趣味モノ6
中島みゆきと鬼束ちひろ



 ここでは久々に最近好きなアーティストのことでも書きましょうってことでして。最初は……ということで
色々考えたんですけども、結局このお二方を選ぶことになりました。理由はと言われても、なんか今
ちょうど聞いているからなどというとんでもない理由だったりするわけなんですけどねぇ。

 はてさて、この二人のアーティストですけども両方とも世間的には「暗い?」なんてなイメージが
つきまとうような気がします。確かに「中島みゆき」と言えば「わかれうた」を代表する「失恋ソング」の
ナンバーワンという印象がまだまだ強いですし、鬼束ちひろも「月光」とか「CAGE」のような「暗い」
イメージの楽曲がどうも印象に残っているんじゃないかなぁとか思っていたりするんです。それは確かに
あながち外れでもないとは思っています。そう言った感じはどうもあるんだなぁとは僕自身思いますし。
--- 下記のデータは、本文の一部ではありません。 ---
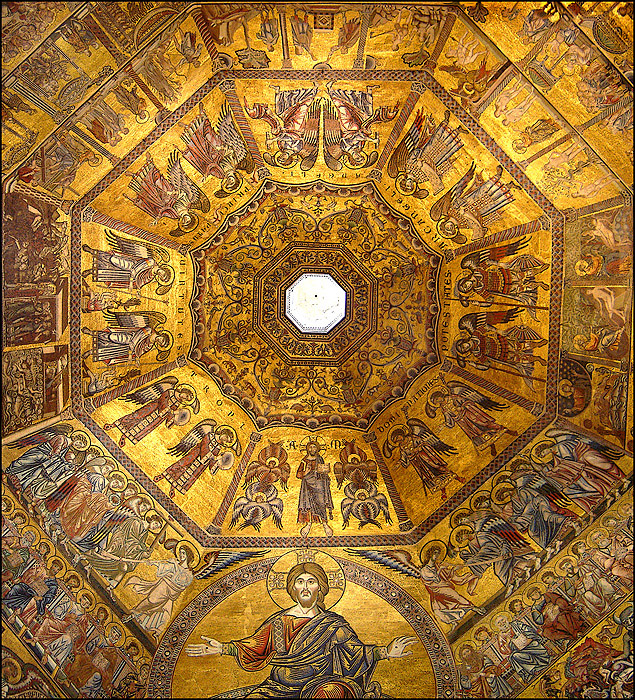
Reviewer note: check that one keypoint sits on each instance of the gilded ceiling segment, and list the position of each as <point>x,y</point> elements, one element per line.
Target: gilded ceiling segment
<point>325,306</point>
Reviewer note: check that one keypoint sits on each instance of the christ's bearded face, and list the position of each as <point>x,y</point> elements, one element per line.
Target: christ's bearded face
<point>306,588</point>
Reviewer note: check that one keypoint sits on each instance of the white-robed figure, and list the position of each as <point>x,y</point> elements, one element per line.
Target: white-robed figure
<point>130,265</point>
<point>154,611</point>
<point>128,337</point>
<point>53,455</point>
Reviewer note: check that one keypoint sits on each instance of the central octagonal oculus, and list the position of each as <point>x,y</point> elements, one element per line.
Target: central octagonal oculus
<point>315,303</point>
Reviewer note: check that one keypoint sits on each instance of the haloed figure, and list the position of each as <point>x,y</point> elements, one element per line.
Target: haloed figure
<point>313,652</point>
<point>315,504</point>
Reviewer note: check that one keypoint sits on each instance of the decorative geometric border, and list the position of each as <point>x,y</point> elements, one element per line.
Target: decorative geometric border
<point>182,626</point>
<point>261,276</point>
<point>557,241</point>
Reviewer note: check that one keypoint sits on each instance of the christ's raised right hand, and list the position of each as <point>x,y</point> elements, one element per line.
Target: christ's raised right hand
<point>212,647</point>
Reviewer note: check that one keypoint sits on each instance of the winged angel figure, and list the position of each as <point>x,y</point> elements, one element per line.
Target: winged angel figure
<point>488,275</point>
<point>483,343</point>
<point>261,500</point>
<point>472,203</point>
<point>294,124</point>
<point>206,446</point>
<point>425,154</point>
<point>166,402</point>
<point>467,408</point>
<point>418,446</point>
<point>439,577</point>
<point>220,152</point>
<point>130,265</point>
<point>174,197</point>
<point>349,116</point>
<point>128,337</point>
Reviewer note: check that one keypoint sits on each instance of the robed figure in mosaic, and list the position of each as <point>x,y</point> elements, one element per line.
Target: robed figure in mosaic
<point>312,652</point>
<point>165,402</point>
<point>315,504</point>
<point>207,446</point>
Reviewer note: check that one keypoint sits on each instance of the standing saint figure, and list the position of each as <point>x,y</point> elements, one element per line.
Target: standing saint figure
<point>312,652</point>
<point>418,446</point>
<point>130,265</point>
<point>440,579</point>
<point>166,402</point>
<point>315,491</point>
<point>466,407</point>
<point>205,446</point>
<point>154,611</point>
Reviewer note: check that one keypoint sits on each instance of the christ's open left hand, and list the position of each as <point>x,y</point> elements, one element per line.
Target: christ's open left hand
<point>212,647</point>
<point>398,648</point>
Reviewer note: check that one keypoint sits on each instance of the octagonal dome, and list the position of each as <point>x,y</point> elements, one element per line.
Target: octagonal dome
<point>315,303</point>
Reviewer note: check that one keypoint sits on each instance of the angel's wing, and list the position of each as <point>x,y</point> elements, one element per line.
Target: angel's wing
<point>221,560</point>
<point>331,137</point>
<point>42,436</point>
<point>467,392</point>
<point>396,559</point>
<point>184,183</point>
<point>141,319</point>
<point>230,136</point>
<point>555,497</point>
<point>494,524</point>
<point>443,205</point>
<point>311,135</point>
<point>482,257</point>
<point>564,437</point>
<point>153,392</point>
<point>470,322</point>
<point>127,246</point>
<point>193,437</point>
<point>417,136</point>
<point>421,430</point>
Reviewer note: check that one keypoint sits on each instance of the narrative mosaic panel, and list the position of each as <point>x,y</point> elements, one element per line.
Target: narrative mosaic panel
<point>317,331</point>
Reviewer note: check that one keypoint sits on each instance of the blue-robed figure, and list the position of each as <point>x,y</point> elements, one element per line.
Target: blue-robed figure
<point>312,652</point>
<point>54,455</point>
<point>495,542</point>
<point>528,655</point>
<point>538,508</point>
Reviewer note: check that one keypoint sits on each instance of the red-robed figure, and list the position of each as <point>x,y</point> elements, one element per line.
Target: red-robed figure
<point>205,446</point>
<point>162,402</point>
<point>312,652</point>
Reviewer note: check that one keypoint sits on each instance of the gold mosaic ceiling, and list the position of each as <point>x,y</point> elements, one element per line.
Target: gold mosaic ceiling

 「暗く」感じる曲というのは世の中に結構あるわけなんですし、そういう曲が不快だと思う人もいるわけ
ですけど、なんだか最近は「明るい曲ばっかりでもなぁ」なんて考えが変わってきているんです。僕が
最初にアーティストのCDを買ったのは槇原敬之のアルバムだったんですけど(たはは、これも傾向は
似てるか?)別に「失恋の歌を聴きたい」ってな感じで買ったわけではないんです。その当時だって
ミスチルだってサザンだってチャゲアスだって聴いてたわけですし。当時まだ中学生でしたからね、
語弊がありますけどまだまだ「明るさ一辺倒な」感じってのに惹かれていたんでしょう。
 中島みゆきの曲を聴き始めたのは高校に入って、FMの「中島みゆき お時間拝借」を聴くように
なってからなんですけど、最初は曲の世界というよりもDJの面白さって所に惹かれていたんですが。
そんな中、「命の別名」や「旅人のうた」や「浅い眠り」なんてメジャーな曲を聞くうちに「暗めの
曲の中にある力強さ」みたいなものに気付いたんです。明るめの曲には無い、力強さや重さを感じる
曲へと徐々に傾倒するようになったんですね。(中島みゆきの曲の中では「ホームにて」がNO.1ですわ)
 また、鬼束ちひろもそう言った「暗さの中の力強さ」を感じるというのが聞き始めたきっかけなんです。
最初に聞き始めたのは「月光」なんですけども、これも曲自体のイメージはかなり「暗め」な部類に入る
気がします。歌詞の内容もちょっと「I am God's Child. この腐敗した世界に堕とされた……」なんていう
ように「自分は特別な人間で不当に差別されているんだ!」という差別・特権意識みたいなものを象徴
した歌だなんて曲評を見たことがありますけど、それはただの勘違いじゃなかろうかとか思っています。
辛い中でも「自分の強さ・自分というもの」を見失わないように生きるというメッセージを伝えている曲
なんだと僕は思っています。

 そういった「暗い」と言われるような曲の中でもその中にあるメッセージを自分の中に取り込んでいけ
ればいいんじゃないかななんて最近は考えてみたりするわけです。
 こういう曲はちょうど僕が気落ちしていたりヘコんでいたりする時によく聴いたりしているんですけど、
これがなかなかいいんですね。気分がヘコんだ時は一気に暗くなって、そこからまた自分を立て直して
いく方が精神衛生上もいいんだとか。なんだか「気落ちしてる自分に浸る」時間っていうのも、必要
らしいです。「いつも明るく元気よく」っていうのは言うよりずっとずっと難しいことですからね。
 そんな中島みゆきや鬼束ちひろの楽曲を聞きながら、今日も僕は過ごしています。